6月23日(火)

曇り
●洋子んさんへ『帰還』を発送。
●夜、美知子さんに詩集を買ってくれたお礼の電話。
詩集で気づいたことがある。すっかり忘れていた感情だが、私は日本の湿潤な情緒があまり好きではない。疵をなめ合うような、共感を得ようするような涙もろさは苦手なのだ。詩集が乾いた感じがすると言うのも、そういうことが基本にあるからなのだろう。これは日本人らしくない。おそらく、子どものころ、人が涙をこぼす状況を見ていて、みっともないと思ったことがある。その美意識が根底にあるような気がする。これでは、私の書くものは、日本人には共感されにくいだろうと思う。

●きのうは午後四時頃急に睡魔に襲われ、夜中すぎまで眠ってしまった。それから起きて、玄米茶を淹れ、花冠のブログを一通り変化がないか見た。
変な時間帯に眠ってしまったので、編集ぐじゃぐじゃになっり、「髙橋正子のの俳句日記」を選り出したのはいいが、記事がバラバラになって、訳が分からなくなった夢を見た。はっと目が覚めたが、頭が編集でいっぱいな様子。いまが山場なのだが。

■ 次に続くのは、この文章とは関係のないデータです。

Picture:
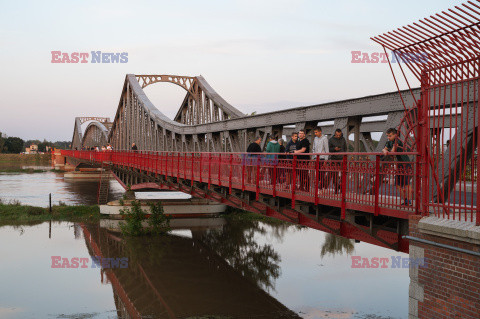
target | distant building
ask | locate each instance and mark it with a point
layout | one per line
(33, 149)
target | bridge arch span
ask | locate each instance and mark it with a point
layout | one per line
(96, 134)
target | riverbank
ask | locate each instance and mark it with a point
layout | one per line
(26, 159)
(14, 212)
(22, 170)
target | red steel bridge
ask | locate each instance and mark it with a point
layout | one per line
(200, 152)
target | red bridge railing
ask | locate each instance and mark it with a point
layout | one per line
(360, 181)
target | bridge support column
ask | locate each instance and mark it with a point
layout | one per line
(444, 268)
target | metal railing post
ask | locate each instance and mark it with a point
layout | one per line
(344, 186)
(317, 168)
(377, 183)
(209, 169)
(191, 172)
(230, 175)
(274, 179)
(244, 162)
(219, 169)
(294, 179)
(257, 182)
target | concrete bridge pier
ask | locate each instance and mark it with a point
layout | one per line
(446, 282)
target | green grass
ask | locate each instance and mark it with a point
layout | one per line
(21, 170)
(26, 158)
(24, 213)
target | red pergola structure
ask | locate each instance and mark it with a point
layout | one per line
(443, 53)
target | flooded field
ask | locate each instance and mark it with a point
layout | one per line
(234, 269)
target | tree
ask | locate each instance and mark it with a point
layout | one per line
(14, 145)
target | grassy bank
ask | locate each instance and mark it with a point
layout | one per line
(21, 170)
(26, 159)
(23, 214)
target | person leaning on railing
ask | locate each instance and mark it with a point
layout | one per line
(303, 147)
(272, 160)
(320, 145)
(251, 159)
(403, 169)
(291, 147)
(336, 144)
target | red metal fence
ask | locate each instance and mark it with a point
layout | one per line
(362, 181)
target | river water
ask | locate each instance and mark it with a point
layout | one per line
(233, 269)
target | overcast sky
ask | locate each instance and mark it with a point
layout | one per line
(260, 55)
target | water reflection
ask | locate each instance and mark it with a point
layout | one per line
(334, 245)
(179, 277)
(237, 245)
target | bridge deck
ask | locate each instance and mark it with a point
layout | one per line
(357, 182)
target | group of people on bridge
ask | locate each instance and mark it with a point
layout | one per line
(330, 152)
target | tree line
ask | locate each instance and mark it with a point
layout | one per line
(16, 145)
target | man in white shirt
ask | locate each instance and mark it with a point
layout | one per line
(320, 145)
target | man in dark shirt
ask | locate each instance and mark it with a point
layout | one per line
(292, 145)
(255, 146)
(336, 144)
(404, 168)
(251, 160)
(302, 148)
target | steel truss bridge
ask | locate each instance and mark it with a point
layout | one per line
(200, 150)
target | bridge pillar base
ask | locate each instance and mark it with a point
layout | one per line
(446, 284)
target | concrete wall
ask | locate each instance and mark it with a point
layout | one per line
(449, 285)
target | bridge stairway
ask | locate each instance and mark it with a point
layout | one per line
(104, 184)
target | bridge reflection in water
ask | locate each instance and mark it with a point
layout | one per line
(178, 277)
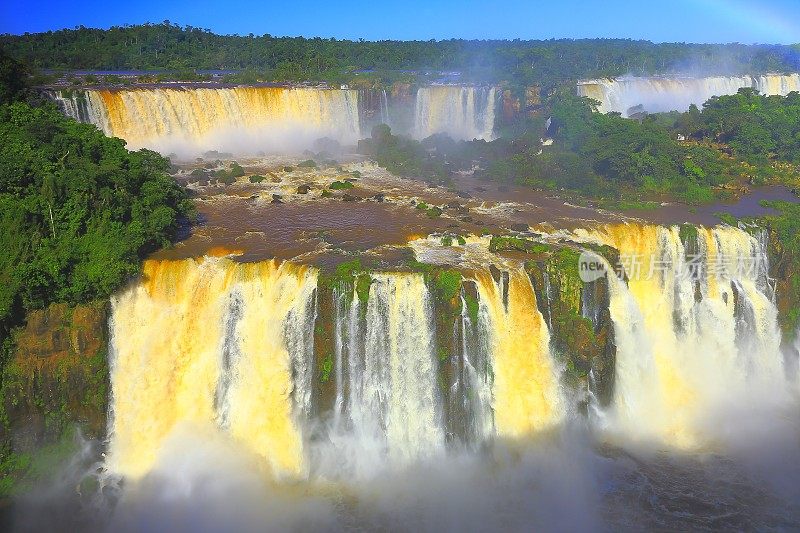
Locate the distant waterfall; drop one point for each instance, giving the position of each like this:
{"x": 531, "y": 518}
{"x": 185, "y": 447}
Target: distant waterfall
{"x": 694, "y": 331}
{"x": 461, "y": 112}
{"x": 248, "y": 119}
{"x": 655, "y": 94}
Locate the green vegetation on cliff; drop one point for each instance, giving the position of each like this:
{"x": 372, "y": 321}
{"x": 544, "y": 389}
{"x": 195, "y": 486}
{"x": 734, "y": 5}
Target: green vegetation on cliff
{"x": 268, "y": 58}
{"x": 78, "y": 211}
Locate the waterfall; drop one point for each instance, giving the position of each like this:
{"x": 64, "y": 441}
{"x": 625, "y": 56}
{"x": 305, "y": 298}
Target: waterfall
{"x": 471, "y": 418}
{"x": 461, "y": 112}
{"x": 389, "y": 369}
{"x": 385, "y": 119}
{"x": 526, "y": 394}
{"x": 239, "y": 119}
{"x": 677, "y": 94}
{"x": 83, "y": 106}
{"x": 694, "y": 331}
{"x": 211, "y": 343}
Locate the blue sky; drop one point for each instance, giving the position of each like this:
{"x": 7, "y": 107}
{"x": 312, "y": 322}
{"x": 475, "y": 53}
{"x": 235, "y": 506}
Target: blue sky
{"x": 746, "y": 21}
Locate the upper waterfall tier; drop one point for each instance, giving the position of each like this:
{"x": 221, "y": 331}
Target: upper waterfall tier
{"x": 241, "y": 119}
{"x": 656, "y": 95}
{"x": 461, "y": 112}
{"x": 248, "y": 120}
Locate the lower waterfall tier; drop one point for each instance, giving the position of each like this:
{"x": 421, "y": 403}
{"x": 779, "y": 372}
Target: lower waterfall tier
{"x": 378, "y": 368}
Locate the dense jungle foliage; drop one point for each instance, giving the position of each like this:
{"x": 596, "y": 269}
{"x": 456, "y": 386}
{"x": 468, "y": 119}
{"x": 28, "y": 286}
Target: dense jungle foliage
{"x": 167, "y": 46}
{"x": 78, "y": 211}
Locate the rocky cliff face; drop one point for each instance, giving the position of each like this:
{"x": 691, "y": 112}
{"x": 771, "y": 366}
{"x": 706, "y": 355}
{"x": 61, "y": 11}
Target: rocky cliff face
{"x": 56, "y": 378}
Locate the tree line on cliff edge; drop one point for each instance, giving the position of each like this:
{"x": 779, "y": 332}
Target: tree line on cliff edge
{"x": 78, "y": 212}
{"x": 167, "y": 46}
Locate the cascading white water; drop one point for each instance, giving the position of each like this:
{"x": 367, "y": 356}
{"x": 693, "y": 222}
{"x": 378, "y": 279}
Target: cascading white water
{"x": 246, "y": 120}
{"x": 212, "y": 345}
{"x": 461, "y": 112}
{"x": 688, "y": 346}
{"x": 471, "y": 417}
{"x": 239, "y": 119}
{"x": 389, "y": 370}
{"x": 677, "y": 94}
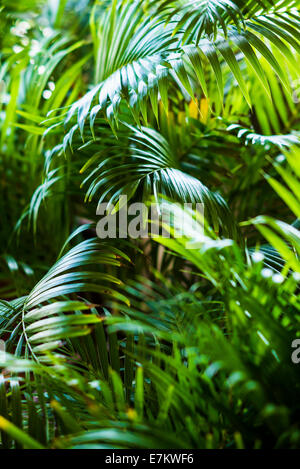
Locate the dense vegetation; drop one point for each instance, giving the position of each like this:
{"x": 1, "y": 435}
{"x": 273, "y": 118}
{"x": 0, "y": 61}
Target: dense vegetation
{"x": 146, "y": 343}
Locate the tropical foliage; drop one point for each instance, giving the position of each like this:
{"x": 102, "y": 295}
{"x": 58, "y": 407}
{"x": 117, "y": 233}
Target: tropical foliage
{"x": 165, "y": 342}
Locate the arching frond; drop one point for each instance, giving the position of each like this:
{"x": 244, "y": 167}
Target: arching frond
{"x": 152, "y": 168}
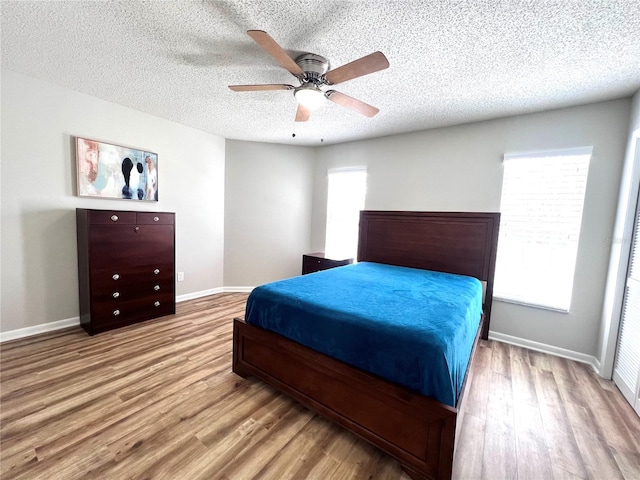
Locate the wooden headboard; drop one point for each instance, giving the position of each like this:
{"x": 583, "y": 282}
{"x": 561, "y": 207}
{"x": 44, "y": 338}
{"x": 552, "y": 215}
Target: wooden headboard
{"x": 453, "y": 242}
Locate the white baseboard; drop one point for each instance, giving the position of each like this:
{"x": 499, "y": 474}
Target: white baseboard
{"x": 550, "y": 349}
{"x": 238, "y": 289}
{"x": 37, "y": 329}
{"x": 201, "y": 293}
{"x": 75, "y": 321}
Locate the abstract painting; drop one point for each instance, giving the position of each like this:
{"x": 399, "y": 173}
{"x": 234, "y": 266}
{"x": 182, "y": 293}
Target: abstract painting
{"x": 113, "y": 171}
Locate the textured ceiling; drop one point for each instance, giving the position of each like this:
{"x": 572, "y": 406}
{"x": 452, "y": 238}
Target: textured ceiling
{"x": 450, "y": 61}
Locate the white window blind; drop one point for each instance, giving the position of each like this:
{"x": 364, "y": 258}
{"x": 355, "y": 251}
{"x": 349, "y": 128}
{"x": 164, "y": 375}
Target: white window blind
{"x": 541, "y": 214}
{"x": 626, "y": 373}
{"x": 345, "y": 199}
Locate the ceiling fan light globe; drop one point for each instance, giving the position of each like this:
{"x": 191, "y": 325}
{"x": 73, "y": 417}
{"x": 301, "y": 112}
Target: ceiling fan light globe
{"x": 311, "y": 98}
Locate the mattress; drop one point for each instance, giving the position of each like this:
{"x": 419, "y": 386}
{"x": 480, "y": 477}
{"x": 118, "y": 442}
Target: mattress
{"x": 409, "y": 326}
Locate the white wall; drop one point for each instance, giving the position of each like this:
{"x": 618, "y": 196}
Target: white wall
{"x": 621, "y": 245}
{"x": 460, "y": 169}
{"x": 268, "y": 191}
{"x": 39, "y": 263}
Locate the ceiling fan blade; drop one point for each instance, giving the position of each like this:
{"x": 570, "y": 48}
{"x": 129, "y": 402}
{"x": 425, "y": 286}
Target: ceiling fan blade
{"x": 255, "y": 88}
{"x": 363, "y": 66}
{"x": 352, "y": 103}
{"x": 302, "y": 115}
{"x": 276, "y": 51}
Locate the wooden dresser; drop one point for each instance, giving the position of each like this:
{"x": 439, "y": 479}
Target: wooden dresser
{"x": 314, "y": 262}
{"x": 126, "y": 267}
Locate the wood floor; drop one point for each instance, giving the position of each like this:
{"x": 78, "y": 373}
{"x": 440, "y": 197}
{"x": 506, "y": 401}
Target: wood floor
{"x": 159, "y": 400}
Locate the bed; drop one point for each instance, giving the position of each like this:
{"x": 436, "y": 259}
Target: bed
{"x": 411, "y": 425}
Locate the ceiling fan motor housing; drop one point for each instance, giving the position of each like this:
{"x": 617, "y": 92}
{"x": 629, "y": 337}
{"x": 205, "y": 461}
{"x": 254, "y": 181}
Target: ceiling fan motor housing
{"x": 314, "y": 66}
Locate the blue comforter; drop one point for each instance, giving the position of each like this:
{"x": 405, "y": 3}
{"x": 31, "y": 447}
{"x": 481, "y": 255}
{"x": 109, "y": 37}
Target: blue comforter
{"x": 413, "y": 327}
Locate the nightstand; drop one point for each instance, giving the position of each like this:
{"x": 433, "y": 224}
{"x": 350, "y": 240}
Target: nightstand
{"x": 313, "y": 262}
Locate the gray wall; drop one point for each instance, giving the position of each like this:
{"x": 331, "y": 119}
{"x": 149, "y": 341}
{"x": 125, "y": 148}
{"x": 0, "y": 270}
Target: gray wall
{"x": 460, "y": 168}
{"x": 268, "y": 191}
{"x": 39, "y": 263}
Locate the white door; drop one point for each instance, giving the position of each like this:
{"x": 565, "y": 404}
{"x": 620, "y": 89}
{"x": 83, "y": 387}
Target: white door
{"x": 626, "y": 372}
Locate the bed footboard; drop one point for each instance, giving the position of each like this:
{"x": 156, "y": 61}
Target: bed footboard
{"x": 417, "y": 431}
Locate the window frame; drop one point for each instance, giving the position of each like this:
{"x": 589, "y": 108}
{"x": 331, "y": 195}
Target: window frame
{"x": 520, "y": 298}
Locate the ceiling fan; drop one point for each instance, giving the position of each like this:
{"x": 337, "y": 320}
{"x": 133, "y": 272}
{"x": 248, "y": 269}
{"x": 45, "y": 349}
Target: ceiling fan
{"x": 312, "y": 71}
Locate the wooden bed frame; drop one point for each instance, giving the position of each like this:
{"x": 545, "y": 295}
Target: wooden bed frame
{"x": 416, "y": 430}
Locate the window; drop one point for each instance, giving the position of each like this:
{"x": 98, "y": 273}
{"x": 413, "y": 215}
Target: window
{"x": 345, "y": 199}
{"x": 541, "y": 206}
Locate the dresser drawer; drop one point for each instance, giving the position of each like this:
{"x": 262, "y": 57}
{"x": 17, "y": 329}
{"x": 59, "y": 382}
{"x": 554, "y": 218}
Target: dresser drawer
{"x": 111, "y": 217}
{"x": 109, "y": 314}
{"x": 151, "y": 218}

●俳句日記の編集。日記の中に入れるより、別に記事として書く方がいいものを分けた。そういった小論になりそうな記事が5つある。これをどうまとめるかが、悩むところ。一日編集。集中力あるのみ。
「リルケと俳句と私」(四)が残った。何をどう書くか。

自由な投句箱の評価方法変更について(7月1日より)

自由な投句箱の評価方法変更について(7月1日より)
日頃よりご投句をありがとうございます。 これまで自由な投句箱への評価は、髙橋正子の任意により毎日行ってまいりましたが、 創作活動と編集作業の時間を確保するため、また体調管理のため、 7月1日より、週2回にまとめて評価する形へ変更いたします。 引き続き丁寧に拝読し、秀句にはコメントを添えます。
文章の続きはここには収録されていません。